173話 リリーさんとの一夜に……
次の日の朝。
出社したガランドが、朝早く職場にいる俺とキャロルの姿を目に留める。
「おっ!」
俺たちの早い出勤をほくそ笑むその表情は、『ゆうべはおたのしみでしたね』といわんばかり。
彼の「おはよう」の挨拶に、二人して「おはよう」と返す。
照れくささから自然と顔が赤くなった。
キャロルは前髪やポニーテールをしきりに触り、乱れてないかを気にしている。
大丈夫、乱れてないよ……。
時刻が進み、次々とみんなが出社してくる。
リリーさんは少し緊張した面持ちで席に着くと、キャロルに「よかったね」と小さく囁いた。
ロックマン、レスリーと出社し、俺を見て「ふぅん」と半笑い。俺の様子から「うまくいったようだな」と思っているのだろう。
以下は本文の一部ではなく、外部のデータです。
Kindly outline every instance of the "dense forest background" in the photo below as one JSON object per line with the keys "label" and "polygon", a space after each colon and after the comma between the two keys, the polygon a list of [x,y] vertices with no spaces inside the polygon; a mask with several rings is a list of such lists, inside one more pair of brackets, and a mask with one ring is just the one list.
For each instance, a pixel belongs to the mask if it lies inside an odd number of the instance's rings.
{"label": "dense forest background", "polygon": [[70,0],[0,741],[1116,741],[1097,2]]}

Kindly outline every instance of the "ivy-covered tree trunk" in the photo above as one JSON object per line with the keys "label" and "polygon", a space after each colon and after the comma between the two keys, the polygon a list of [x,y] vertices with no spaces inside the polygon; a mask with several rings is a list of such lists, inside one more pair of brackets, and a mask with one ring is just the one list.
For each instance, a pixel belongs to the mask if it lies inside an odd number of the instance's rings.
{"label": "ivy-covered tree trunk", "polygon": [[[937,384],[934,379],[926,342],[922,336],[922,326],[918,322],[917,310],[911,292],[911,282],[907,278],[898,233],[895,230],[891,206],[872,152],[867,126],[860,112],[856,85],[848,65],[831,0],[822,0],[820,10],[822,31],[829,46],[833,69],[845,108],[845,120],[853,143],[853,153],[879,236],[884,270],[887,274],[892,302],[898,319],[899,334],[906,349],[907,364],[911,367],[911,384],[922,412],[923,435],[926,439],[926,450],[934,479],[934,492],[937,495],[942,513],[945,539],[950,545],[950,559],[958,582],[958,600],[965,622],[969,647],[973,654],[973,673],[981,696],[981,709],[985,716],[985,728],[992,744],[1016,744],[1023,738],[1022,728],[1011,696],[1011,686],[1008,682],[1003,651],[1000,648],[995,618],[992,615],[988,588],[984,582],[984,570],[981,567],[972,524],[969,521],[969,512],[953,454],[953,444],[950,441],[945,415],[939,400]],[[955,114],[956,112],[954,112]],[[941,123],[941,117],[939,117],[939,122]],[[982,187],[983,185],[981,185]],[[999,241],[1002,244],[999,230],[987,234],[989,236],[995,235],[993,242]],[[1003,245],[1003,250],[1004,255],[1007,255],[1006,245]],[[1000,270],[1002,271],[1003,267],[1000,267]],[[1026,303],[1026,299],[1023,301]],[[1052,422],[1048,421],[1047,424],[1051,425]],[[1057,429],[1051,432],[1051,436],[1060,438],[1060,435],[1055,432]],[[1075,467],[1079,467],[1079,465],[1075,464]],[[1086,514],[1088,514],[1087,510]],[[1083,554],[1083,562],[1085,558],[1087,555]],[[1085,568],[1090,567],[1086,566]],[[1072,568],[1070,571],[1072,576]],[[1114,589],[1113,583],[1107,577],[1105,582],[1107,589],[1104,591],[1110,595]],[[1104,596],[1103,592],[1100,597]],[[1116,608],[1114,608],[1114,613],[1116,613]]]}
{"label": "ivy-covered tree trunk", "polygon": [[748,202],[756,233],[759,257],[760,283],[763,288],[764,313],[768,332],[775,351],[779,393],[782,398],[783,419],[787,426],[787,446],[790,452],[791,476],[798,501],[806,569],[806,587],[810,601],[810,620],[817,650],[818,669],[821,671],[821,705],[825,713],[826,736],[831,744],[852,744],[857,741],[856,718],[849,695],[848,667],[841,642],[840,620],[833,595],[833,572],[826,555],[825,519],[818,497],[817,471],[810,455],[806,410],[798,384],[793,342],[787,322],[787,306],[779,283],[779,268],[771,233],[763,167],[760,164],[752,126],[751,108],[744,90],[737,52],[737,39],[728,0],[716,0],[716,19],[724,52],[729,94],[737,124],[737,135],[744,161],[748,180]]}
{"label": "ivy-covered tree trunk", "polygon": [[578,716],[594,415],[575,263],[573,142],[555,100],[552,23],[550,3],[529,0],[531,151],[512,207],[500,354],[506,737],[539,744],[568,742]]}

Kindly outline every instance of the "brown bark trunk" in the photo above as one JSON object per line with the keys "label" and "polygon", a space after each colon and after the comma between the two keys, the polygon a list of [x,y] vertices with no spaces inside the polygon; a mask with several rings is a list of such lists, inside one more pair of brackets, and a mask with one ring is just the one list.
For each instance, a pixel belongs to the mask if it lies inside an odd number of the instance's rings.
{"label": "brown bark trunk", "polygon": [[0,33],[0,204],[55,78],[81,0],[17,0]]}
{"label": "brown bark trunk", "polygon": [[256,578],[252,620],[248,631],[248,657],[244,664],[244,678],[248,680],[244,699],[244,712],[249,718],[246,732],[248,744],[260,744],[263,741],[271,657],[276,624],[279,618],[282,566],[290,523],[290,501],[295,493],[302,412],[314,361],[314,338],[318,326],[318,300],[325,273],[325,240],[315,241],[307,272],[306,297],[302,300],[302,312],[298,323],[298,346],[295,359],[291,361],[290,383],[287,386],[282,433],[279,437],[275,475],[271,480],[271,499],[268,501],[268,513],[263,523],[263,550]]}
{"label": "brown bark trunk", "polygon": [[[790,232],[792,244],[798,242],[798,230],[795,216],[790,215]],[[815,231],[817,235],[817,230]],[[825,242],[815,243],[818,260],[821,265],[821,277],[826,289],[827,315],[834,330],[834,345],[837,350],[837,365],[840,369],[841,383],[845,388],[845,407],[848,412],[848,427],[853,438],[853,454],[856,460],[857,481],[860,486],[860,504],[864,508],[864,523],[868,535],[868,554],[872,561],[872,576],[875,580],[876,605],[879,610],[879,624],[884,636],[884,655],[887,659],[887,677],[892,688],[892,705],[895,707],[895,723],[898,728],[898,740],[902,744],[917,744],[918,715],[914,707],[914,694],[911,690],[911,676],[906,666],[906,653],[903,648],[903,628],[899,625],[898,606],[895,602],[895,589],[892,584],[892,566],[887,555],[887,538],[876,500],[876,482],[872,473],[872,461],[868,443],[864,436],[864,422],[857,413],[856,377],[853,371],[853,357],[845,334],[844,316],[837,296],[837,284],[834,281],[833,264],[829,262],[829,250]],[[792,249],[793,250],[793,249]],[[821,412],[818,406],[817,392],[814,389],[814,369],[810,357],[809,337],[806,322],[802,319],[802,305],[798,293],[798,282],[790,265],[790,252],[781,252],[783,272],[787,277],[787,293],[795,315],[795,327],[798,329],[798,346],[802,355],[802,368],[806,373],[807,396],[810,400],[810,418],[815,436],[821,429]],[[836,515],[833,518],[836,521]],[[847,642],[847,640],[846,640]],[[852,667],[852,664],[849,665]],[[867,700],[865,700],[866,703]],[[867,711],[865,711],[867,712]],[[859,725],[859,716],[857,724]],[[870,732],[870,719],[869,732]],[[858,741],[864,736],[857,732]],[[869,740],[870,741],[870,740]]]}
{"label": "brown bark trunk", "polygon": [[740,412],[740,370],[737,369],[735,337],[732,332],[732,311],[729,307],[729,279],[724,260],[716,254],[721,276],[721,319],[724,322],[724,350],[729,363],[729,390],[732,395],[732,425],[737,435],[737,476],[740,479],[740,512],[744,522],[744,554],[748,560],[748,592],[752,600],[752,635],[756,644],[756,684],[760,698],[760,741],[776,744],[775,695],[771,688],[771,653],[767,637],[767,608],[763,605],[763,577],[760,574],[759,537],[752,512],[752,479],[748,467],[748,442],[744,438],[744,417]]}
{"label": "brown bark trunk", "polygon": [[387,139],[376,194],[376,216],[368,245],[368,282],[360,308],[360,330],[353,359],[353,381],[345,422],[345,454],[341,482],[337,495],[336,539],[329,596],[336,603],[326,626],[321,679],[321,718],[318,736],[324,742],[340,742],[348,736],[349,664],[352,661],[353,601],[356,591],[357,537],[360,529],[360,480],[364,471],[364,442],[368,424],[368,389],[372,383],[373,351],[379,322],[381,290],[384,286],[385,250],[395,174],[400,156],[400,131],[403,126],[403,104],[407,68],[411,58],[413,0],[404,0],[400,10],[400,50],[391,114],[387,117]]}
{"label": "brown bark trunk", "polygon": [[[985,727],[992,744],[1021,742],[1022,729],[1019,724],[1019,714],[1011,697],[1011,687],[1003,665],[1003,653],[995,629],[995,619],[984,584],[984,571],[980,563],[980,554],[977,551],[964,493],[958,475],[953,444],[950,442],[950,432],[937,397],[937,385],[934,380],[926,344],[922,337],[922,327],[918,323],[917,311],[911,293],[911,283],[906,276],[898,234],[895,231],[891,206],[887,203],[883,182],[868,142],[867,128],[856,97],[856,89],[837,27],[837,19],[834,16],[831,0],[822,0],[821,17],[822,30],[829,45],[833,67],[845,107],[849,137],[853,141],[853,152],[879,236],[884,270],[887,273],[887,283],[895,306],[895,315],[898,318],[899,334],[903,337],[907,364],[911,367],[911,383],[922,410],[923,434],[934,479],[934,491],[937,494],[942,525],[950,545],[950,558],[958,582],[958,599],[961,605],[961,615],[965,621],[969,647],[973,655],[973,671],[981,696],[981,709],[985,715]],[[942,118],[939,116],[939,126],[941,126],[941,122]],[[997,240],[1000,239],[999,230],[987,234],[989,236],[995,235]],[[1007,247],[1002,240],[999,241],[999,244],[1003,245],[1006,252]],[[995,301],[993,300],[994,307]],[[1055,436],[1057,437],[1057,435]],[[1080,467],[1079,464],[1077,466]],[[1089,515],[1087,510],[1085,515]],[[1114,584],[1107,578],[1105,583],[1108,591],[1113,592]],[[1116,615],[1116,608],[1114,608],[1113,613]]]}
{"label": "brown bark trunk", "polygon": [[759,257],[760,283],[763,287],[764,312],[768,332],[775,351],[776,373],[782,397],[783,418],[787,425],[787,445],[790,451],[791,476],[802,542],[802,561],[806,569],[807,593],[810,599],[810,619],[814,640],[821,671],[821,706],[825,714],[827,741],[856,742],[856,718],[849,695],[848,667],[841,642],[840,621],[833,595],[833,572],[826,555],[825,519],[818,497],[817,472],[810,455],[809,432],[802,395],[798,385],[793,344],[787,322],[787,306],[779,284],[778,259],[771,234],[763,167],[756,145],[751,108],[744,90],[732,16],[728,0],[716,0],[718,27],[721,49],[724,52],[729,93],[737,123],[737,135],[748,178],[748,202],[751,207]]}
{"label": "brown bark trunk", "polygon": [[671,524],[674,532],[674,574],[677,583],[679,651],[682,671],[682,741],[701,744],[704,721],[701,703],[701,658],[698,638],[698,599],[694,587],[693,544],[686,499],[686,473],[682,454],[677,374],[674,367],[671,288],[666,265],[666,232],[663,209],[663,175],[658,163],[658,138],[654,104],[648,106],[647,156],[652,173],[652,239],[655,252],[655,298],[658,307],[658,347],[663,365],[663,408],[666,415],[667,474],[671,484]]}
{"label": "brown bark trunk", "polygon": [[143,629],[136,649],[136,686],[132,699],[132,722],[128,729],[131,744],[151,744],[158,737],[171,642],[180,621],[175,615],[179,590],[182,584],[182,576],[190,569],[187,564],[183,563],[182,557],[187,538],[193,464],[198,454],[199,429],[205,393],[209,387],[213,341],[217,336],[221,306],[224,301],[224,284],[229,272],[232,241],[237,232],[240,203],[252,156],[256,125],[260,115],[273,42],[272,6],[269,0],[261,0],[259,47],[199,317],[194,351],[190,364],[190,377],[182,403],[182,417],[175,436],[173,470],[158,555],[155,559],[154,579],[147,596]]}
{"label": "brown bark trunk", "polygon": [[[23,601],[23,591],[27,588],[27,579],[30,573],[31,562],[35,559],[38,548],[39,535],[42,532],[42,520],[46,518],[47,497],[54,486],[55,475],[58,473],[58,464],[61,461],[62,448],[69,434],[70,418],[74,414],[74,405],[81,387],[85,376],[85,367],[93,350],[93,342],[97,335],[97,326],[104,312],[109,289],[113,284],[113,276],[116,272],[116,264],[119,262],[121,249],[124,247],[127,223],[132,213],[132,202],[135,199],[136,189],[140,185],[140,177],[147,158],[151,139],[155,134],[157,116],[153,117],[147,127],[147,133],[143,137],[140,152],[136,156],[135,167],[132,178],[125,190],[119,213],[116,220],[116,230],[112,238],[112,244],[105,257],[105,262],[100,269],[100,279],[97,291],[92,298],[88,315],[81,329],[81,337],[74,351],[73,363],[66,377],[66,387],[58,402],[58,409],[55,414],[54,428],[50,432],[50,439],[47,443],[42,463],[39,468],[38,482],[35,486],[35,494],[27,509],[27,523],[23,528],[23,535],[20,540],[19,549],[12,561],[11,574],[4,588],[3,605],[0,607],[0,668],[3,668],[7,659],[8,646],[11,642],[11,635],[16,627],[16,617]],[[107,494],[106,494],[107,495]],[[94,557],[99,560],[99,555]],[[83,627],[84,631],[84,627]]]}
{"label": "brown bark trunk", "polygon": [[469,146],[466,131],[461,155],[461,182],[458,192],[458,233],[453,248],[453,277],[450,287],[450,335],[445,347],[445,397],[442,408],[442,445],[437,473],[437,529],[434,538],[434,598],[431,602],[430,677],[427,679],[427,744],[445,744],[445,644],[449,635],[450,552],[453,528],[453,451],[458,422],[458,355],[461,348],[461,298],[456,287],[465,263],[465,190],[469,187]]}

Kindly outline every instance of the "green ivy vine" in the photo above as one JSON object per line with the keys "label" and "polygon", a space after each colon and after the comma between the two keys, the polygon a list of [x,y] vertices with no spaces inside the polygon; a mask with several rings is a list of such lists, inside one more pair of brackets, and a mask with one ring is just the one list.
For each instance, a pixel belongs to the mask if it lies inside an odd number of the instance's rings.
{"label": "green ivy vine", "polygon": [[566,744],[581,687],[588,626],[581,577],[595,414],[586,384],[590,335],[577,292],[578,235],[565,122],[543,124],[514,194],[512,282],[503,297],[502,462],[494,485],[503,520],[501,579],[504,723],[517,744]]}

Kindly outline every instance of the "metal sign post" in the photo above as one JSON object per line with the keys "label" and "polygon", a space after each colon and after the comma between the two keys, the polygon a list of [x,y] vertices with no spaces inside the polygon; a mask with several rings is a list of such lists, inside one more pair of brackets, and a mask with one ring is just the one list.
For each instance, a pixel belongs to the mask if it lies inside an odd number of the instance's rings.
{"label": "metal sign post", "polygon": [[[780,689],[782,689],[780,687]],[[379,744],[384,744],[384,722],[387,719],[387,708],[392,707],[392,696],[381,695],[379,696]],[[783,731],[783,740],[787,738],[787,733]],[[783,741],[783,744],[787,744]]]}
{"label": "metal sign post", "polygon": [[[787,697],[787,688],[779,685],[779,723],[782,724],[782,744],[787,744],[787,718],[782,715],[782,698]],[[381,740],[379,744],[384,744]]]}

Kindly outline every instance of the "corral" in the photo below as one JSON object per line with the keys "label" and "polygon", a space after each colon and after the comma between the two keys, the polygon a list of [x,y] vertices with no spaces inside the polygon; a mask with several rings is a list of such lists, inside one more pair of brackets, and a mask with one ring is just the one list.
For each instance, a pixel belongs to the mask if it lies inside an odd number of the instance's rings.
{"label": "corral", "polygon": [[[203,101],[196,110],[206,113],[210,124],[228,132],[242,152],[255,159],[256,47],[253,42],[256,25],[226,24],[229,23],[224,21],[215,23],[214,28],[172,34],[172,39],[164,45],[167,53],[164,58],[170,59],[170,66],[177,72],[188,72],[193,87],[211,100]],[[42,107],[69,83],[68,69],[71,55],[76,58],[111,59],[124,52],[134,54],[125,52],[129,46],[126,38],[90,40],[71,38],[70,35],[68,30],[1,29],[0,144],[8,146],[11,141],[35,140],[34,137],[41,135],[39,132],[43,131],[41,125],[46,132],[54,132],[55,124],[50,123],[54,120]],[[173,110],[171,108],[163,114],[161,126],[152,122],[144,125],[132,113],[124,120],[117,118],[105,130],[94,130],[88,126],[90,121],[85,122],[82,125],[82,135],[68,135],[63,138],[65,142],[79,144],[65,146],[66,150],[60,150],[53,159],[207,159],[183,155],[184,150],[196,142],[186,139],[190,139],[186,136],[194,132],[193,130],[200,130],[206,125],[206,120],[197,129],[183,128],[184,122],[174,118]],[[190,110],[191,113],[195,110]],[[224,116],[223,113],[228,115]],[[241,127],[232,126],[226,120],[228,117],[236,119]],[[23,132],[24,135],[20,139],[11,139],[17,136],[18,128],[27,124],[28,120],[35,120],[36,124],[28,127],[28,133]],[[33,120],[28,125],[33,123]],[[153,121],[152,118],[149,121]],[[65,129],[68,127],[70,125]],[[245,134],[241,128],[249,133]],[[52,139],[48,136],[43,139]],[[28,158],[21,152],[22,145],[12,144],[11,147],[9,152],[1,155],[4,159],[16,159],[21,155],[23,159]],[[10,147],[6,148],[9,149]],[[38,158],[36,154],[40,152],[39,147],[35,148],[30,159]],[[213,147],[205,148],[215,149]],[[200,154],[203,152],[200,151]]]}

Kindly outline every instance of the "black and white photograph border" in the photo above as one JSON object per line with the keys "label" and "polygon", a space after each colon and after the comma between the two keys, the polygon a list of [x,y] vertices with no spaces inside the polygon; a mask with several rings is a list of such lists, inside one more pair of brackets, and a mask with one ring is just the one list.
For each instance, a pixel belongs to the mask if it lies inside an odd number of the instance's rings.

そして風呂から上がってきたラーナさんが登場。俺を見てニヤニヤし、すぐにキャロルとリリーさんを連れて炊事場へ向かった。
女性がいなくなった職場で、ロックマンが俺のほうに身を乗り出す。
「どうだったの?」
「はい。おかげさまで何とか……うまく……」
顔を真っ赤にして答えると、三人は「おおー」と褒めてくれた。
すぐに炊事場から「ひゃあああ!!」という歓声が上がり、他の女性職員が何かと集まりだした。
「キャロルはよかったか?」
「いやもうその……必死で……」
「まあ最初はそんなもんだ」
ガランドがふふっと笑う。
レスリーが腕を組み、俺を見ながら片眉を上げた。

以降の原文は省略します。